The aim of this study was to develop a short-term stability study of doxycycline hyclate in intact tablet, pulverized tablets and in raw material; it utilized spectrophotometry in the Ultraviolet Region, High Performance Liquid Chromatography and microbiologic method of turbidimetry.

Experimental Part

Materials

The raw material was doxycycline hyclate provided by UniãoQuímicaTM with a content of 97.0%. The sample used in this study was doxycycline hyclate 80 mg - DoxitratTM.

Solutions and reagents: The spectrophotometric method used hydrochloric acid 0.01 mol/L for the preparation of solutions containing the raw material and tablets; purified water was used to set the equipment’s baseline.

The HPLC method utilized a mixture of deionized water Milli Q + 0.1% Trifluoroacetic Acid (TFA): Acetonitrile (CAN) + 0.1% mol/L and acetonitrile with analytical grade as a mobile phase [26].

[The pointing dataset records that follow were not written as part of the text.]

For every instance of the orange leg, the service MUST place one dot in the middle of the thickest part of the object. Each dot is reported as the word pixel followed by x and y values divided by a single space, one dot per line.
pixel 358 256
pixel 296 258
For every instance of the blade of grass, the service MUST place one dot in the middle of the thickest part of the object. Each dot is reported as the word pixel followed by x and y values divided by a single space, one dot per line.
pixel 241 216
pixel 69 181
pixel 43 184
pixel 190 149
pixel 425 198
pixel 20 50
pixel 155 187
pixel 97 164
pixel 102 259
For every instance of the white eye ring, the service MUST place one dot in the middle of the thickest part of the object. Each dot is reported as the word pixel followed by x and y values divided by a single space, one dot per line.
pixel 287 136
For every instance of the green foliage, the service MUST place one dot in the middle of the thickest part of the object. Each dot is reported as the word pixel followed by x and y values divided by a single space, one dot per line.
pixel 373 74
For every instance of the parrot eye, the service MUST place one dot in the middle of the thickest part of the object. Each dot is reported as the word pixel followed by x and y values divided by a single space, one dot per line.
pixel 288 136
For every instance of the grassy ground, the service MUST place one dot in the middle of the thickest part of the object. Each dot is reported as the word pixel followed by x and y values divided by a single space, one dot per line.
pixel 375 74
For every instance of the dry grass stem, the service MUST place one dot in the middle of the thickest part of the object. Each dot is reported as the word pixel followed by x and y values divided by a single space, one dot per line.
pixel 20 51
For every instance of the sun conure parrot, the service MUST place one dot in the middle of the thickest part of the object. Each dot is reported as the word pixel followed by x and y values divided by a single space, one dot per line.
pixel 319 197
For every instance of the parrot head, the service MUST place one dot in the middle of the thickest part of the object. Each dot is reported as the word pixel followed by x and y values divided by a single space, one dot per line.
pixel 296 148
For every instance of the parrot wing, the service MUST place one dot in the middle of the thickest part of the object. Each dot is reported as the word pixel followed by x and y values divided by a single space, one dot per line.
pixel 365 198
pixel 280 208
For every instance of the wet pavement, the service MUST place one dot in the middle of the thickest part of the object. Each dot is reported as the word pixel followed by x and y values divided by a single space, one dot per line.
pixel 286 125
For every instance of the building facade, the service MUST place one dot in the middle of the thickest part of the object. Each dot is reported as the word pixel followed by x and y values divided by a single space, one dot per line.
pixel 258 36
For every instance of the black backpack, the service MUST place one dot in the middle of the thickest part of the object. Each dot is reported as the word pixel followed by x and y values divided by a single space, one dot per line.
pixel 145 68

The microbiological method using turbidimetry utilized Escherichia coli strain ATCC 10536 cultivated and kept in tryptic soy agar and replicated to Brain Heart Infusion medium (OxoidTM). The samples preparation utilized purified water. Formaldehyde 12% analytical grade (QuemisTM) was used to stop the growth of the microorganisms.

Equipment: The raw material and the samples were weighted on analytical scale model H51 (Mettler ToledoTM). All of the other products were weighted on semi-analytical scale model BG 1000 (GehakaTM).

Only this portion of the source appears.